Como serão utilizados esses recursos? Parte da resposta a essa pergunta foi dada pela reforma dos instrumentos de empréstimo e monitoramento do FMI, que aprovamos na Diretoria Executiva no último dia 24 de março.
No artigo que publiquei nesta coluna há duas semanas, antecipei que estávamos prestes a votar uma das maiores reformas, talvez a maior reforma nos empréstimos e na sistemática de monitoramento da instituição desde a sua criação em Bretton Woods.

Foi o que aconteceu. A reforma é bastante ampla e não tenho como abordar todos os seus aspectos hoje.

Farei referência a apenas dois: a) a flexibilização das linhas tradicionais do FMI (a mais importante das quais é o “Stand-By Arrangement” — SBA); e, b) a criação de uma linha inteiramente nova: a Linha de Crédito Flexível (“Flexible Credit Line” — FCL).

O novo formato do SBA permite consolidar mudanças importantes, algumas das quais já vinham sendo testadas na prática.

Fica mais fácil, por exemplo, obter acesso preventivo (isto é, sem desembolso) ao SBA em valores elevados.

Anteriormente, prevalecia o entendimento de que os SBAs preventivos deveriam ser aprovados em quantias modestas.

Desaparece também a presunção de que os empréstimos concedidos via SBA devem ser distribuídos uniformemente ao longo da duração do acordo e monitorados a cada trimestre.

A partir de agora, dependendo das necessidades do país e da solidez da sua política econômica, os SBAs poderão ser front-loaded, isto é, o acesso à maior parte do empréstimo poderá ser imediato, e o monitoramento do programa poderá ser feito com menos frequência, em bases semestrais.

Mas a grande mudança foi a criação da FCL. O Brasil teve um papel importante na formulação e negociação dessa linha, que tem características inéditas. Na FCL, não haverá cartas de intenção, monitoramento, critérios de desempenho ou qualquer tipo de meta a ser cumprida. Não há limite de acesso rígido. As condições de prazo e custo são iguais às das linhas tradicionais.

A FCL pode ser tratada como instrumento preventivo (isto é, mantida à disposição mediante pagamento de uma comissão) ou ser utilizada a qualquer momento, a critério do país.

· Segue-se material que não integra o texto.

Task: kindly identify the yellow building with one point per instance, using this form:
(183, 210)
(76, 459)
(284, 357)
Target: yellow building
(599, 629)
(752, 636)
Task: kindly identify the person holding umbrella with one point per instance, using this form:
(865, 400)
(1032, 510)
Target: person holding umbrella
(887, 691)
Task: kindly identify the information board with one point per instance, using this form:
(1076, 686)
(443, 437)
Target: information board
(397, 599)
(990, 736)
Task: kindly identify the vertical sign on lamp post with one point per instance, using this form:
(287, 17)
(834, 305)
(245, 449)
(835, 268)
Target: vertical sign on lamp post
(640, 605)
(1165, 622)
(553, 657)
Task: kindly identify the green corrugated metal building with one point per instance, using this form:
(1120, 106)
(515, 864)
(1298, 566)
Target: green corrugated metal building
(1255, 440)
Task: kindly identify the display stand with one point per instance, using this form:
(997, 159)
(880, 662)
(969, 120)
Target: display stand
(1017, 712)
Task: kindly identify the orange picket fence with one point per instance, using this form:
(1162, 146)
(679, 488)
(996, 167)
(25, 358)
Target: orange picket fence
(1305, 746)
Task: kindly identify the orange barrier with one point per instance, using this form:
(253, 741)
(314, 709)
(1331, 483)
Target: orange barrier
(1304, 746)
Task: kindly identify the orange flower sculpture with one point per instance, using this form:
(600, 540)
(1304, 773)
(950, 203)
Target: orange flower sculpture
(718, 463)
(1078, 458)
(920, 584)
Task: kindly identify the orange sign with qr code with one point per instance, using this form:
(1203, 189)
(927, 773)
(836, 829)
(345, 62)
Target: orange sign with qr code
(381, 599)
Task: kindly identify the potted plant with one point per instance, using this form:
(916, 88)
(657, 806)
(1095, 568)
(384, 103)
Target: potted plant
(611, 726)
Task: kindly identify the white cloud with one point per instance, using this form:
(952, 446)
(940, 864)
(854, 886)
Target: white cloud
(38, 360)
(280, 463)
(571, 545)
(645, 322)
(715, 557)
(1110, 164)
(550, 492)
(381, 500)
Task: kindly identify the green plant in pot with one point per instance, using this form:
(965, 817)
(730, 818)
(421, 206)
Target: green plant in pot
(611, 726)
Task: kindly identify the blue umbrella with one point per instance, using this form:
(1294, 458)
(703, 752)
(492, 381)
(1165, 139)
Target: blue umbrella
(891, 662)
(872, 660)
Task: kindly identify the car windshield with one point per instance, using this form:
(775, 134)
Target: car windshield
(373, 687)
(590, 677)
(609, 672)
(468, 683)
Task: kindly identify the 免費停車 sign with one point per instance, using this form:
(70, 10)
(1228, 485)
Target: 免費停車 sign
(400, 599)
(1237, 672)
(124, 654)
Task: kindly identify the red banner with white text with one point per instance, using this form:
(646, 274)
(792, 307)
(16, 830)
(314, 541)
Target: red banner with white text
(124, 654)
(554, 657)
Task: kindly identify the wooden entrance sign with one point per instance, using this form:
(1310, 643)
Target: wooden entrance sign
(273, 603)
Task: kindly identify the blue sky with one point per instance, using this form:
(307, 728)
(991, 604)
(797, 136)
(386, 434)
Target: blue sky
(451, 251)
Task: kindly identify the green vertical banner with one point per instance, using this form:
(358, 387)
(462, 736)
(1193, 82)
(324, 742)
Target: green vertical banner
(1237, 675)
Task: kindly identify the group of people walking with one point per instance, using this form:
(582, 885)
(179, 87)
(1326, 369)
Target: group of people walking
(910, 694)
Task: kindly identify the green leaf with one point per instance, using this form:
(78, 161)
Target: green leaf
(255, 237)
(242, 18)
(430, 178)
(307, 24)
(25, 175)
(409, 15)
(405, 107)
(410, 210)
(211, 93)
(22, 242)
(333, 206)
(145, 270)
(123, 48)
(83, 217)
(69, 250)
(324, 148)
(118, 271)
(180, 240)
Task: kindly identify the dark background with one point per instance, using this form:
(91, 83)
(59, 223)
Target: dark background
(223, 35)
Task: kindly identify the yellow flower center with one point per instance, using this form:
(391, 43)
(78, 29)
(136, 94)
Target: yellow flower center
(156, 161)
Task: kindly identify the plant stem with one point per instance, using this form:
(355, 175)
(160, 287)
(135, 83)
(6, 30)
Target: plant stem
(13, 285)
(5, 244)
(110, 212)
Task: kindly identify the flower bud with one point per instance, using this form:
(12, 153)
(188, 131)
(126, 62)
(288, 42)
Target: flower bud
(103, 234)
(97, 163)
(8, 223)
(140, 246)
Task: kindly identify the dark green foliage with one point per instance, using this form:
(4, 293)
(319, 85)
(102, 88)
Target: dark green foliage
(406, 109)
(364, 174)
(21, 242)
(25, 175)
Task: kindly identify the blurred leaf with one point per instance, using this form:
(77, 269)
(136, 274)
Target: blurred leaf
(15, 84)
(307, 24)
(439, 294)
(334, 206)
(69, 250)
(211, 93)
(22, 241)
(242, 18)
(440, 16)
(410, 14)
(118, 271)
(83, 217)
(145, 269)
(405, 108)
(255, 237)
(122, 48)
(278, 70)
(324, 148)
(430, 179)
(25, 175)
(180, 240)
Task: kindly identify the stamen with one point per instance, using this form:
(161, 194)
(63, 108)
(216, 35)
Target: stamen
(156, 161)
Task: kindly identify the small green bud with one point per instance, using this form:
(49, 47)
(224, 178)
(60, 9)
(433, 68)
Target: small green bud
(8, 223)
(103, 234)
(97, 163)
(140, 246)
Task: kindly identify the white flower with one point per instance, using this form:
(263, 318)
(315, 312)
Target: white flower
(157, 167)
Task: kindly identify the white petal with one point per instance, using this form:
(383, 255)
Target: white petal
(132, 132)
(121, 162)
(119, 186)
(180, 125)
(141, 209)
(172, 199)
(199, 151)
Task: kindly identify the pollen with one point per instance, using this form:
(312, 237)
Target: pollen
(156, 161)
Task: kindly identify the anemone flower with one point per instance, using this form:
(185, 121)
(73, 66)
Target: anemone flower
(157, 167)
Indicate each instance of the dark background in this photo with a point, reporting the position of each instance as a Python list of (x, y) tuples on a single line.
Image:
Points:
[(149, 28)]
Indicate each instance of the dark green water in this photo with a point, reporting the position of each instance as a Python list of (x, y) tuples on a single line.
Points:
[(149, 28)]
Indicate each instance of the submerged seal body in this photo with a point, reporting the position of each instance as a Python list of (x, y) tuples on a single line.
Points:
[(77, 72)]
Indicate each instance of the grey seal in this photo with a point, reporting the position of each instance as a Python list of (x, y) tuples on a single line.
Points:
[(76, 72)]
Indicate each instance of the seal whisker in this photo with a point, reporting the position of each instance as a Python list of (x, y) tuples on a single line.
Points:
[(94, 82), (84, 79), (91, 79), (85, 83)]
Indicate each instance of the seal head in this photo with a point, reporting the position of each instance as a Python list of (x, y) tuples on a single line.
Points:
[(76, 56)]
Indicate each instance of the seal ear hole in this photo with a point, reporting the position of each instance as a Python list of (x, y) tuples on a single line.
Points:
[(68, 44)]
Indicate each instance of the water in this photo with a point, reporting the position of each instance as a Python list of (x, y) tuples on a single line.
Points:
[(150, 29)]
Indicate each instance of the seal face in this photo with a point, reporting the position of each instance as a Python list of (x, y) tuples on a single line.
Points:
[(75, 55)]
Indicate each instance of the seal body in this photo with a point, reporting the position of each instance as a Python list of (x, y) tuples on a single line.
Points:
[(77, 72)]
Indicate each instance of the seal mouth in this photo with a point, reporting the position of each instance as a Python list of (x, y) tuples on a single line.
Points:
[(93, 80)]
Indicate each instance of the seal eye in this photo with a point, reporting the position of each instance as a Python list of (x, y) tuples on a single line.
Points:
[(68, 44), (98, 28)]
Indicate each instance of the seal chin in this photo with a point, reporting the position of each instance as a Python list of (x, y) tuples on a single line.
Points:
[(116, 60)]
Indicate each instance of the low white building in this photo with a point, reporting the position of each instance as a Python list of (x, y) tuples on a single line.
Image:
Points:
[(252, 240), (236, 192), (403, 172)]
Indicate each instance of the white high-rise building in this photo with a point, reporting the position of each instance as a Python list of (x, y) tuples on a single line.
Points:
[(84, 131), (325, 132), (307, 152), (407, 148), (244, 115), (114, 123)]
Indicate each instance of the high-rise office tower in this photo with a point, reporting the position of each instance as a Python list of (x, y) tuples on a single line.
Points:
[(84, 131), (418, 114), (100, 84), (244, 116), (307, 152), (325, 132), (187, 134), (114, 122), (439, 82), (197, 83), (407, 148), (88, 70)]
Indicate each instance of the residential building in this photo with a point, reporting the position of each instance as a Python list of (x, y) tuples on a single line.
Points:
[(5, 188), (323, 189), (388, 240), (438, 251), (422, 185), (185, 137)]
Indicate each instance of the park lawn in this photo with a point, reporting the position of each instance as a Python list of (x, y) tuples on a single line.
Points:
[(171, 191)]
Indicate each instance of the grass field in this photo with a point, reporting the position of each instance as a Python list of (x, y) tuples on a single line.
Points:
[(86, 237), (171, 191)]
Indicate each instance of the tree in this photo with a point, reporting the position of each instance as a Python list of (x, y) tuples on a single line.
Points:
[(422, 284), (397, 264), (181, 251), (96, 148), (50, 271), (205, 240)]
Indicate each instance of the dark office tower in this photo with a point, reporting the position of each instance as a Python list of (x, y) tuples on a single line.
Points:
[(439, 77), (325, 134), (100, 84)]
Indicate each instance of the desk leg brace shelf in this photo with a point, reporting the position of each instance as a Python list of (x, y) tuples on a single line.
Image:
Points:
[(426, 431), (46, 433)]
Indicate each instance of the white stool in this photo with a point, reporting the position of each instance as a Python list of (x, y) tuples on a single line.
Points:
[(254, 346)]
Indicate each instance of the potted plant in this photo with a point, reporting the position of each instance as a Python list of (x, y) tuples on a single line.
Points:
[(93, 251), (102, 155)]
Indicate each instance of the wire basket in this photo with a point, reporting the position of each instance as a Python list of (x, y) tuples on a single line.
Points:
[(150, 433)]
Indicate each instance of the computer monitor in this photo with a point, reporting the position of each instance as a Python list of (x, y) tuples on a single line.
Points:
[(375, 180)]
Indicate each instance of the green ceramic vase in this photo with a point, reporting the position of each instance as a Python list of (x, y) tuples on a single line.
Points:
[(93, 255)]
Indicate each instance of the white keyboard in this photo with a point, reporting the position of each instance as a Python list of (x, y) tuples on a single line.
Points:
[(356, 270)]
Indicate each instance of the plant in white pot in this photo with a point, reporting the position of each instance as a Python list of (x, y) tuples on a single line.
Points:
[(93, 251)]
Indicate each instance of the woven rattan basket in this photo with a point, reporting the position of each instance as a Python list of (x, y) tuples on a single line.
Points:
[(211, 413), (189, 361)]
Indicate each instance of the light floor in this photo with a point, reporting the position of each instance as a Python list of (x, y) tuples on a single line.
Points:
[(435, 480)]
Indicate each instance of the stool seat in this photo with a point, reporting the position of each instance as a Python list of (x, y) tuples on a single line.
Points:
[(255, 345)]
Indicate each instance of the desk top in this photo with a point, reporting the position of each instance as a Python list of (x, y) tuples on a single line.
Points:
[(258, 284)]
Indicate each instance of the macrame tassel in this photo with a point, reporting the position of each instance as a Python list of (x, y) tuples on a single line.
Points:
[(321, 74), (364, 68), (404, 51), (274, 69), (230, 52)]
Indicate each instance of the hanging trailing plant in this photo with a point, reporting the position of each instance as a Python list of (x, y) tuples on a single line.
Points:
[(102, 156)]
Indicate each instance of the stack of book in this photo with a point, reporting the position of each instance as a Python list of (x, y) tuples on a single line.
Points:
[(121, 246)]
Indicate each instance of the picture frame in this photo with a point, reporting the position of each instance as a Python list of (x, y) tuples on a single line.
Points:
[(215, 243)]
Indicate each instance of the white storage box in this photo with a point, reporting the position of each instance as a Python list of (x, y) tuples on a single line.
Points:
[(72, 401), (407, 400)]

Para ter acesso a essa linha, o país precisa ter um histórico de políticas econômicas sólidas, atendendo a critérios de habilitação preestabelecidos (contas externas e fiscais sustentáveis, políticas monetárias e cambiais adequadas, inflação baixa e controlada, supervisão eficaz do sistema financeiro, entre outros requisitos).
Já apareceu um primeiro candidato à FCL: o México. Se o México conseguir acesso à FCL, como parece provável, será um dos maiores, talvez o maior empréstimo da história do FMI.

O Fundo está mudando? Parece que sim. Mas será preciso verificar como se dará a aplicação da reforma na prática.

O FMI é uma estrutura pesada e conservadora. Os países interessados nas mudanças devem ficar atentos para garantir que as novas regras sejam aplicadas de maneira correta e equitativa.

Não podemos permitir que o dinossauro, sob nova roupagem, volte aos seus velhos e carcomidos hábitos

*Paulo Nogueira Batista Júnior é economista.